Skip to content

Latest commit

 

History

History

sklearn-pmml-model.tree

This package contains the PMMLTreeClassifier.

Example

A minimal working example is shown below:

from sklearn.datasets import load_iris
from sklearn.model_selection import train_test_split
import pandas as pd
import numpy as np
from sklearn_pmml_model.tree import PMMLTreeClassifier

# Prepare data
iris = load_iris()
X = pd.DataFrame(iris.data)
X.columns = np.array(iris.feature_names)
y = pd.Series(np.array(iris.target_names)[iris.target])
y.name = "Class"
Xtr, Xte, ytr, yte = train_test_split(X, y, test_size=0.33, random_state=123)

clf = PMMLTreeClassifier(pmml="models/tree-iris.pmml")
clf.predict(Xte)
clf.score(Xte, yte)

To interpret the resulting tree, including categorical spits, we adapted the example from https://scikit-learn.org/stable/auto_examples/tree/plot_unveil_tree_structure.html:

node_indicator = clf.decision_path(X)
leaf_id = clf.apply(X)

sample_id = 0
# obtain ids of the nodes `sample_id` goes through, i.e., row `sample_id`
node_index = node_indicator.indices[node_indicator.indptr[sample_id]:
                                    node_indicator.indptr[sample_id + 1]]

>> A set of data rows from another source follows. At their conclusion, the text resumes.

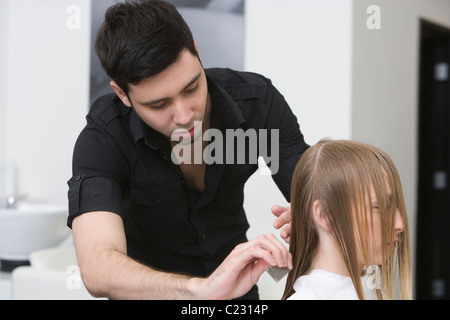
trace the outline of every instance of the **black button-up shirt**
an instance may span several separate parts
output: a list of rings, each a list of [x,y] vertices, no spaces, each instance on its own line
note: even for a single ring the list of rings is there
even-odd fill
[[[205,71],[211,128],[224,137],[226,129],[266,129],[269,142],[271,130],[279,130],[279,169],[272,178],[289,201],[293,170],[308,146],[284,98],[262,76]],[[113,212],[123,219],[130,257],[159,270],[206,276],[247,240],[244,184],[258,165],[237,162],[207,165],[205,189],[197,193],[172,162],[168,139],[115,95],[103,96],[75,145],[68,226],[83,213]]]

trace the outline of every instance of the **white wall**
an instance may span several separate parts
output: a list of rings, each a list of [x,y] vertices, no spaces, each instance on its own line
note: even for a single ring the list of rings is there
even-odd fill
[[[7,17],[0,19],[6,24],[0,146],[16,166],[18,193],[65,204],[73,145],[89,102],[90,0],[0,3]],[[77,14],[68,13],[71,5],[79,8],[79,29],[67,26]]]
[[[284,95],[309,144],[324,137],[351,137],[351,0],[246,0],[244,68],[270,78]],[[245,189],[248,236],[272,227],[274,204],[286,200],[270,176],[253,175]],[[266,274],[261,298],[280,299]]]
[[[7,41],[7,27],[8,27],[8,3],[0,0],[0,43]],[[6,94],[7,94],[7,63],[6,63],[6,46],[0,44],[0,166],[5,162],[5,148],[6,148]]]
[[[415,264],[419,19],[450,28],[450,1],[357,0],[354,4],[352,138],[377,145],[396,164]],[[371,4],[380,7],[380,30],[366,28],[366,8]]]

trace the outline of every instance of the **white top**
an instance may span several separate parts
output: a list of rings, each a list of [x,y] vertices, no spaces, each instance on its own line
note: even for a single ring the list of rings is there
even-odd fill
[[[314,269],[294,283],[288,300],[358,300],[352,278]]]

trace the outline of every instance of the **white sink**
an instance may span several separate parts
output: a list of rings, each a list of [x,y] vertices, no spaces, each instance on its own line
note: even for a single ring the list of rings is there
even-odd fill
[[[29,260],[36,250],[56,247],[70,236],[67,207],[19,202],[0,209],[0,260]]]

print('Rules used to predict sample {id}:\n'.format(id=sample_id))
for node_id in node_index:
  # continue to the next node if it is a leaf node
  if leaf_id[sample_id] == node_id:
    continue

  # check if value of the split feature for sample 0 is below threshold
  if isinstance(clf.tree_.threshold[node_id], list):
    threshold_sign = "in"
  elif (X.iloc[sample_id, clf.tree_.feature[node_id]] <= clf.tree_.threshold[node_id]):
    threshold_sign = "<="
  else:
    threshold_sign = ">"

  print("decision node {node} : (X[{sample}, {feature}] = {value}) "
        "{inequality} {threshold})".format(
    node=node_id,
    sample=sample_id,
    feature=clf.tree_.feature[node_id],
    value=X.iloc[sample_id, clf.tree_.feature[node_id]],
    inequality=threshold_sign,
    threshold=str(clf.tree_.threshold[node_id])))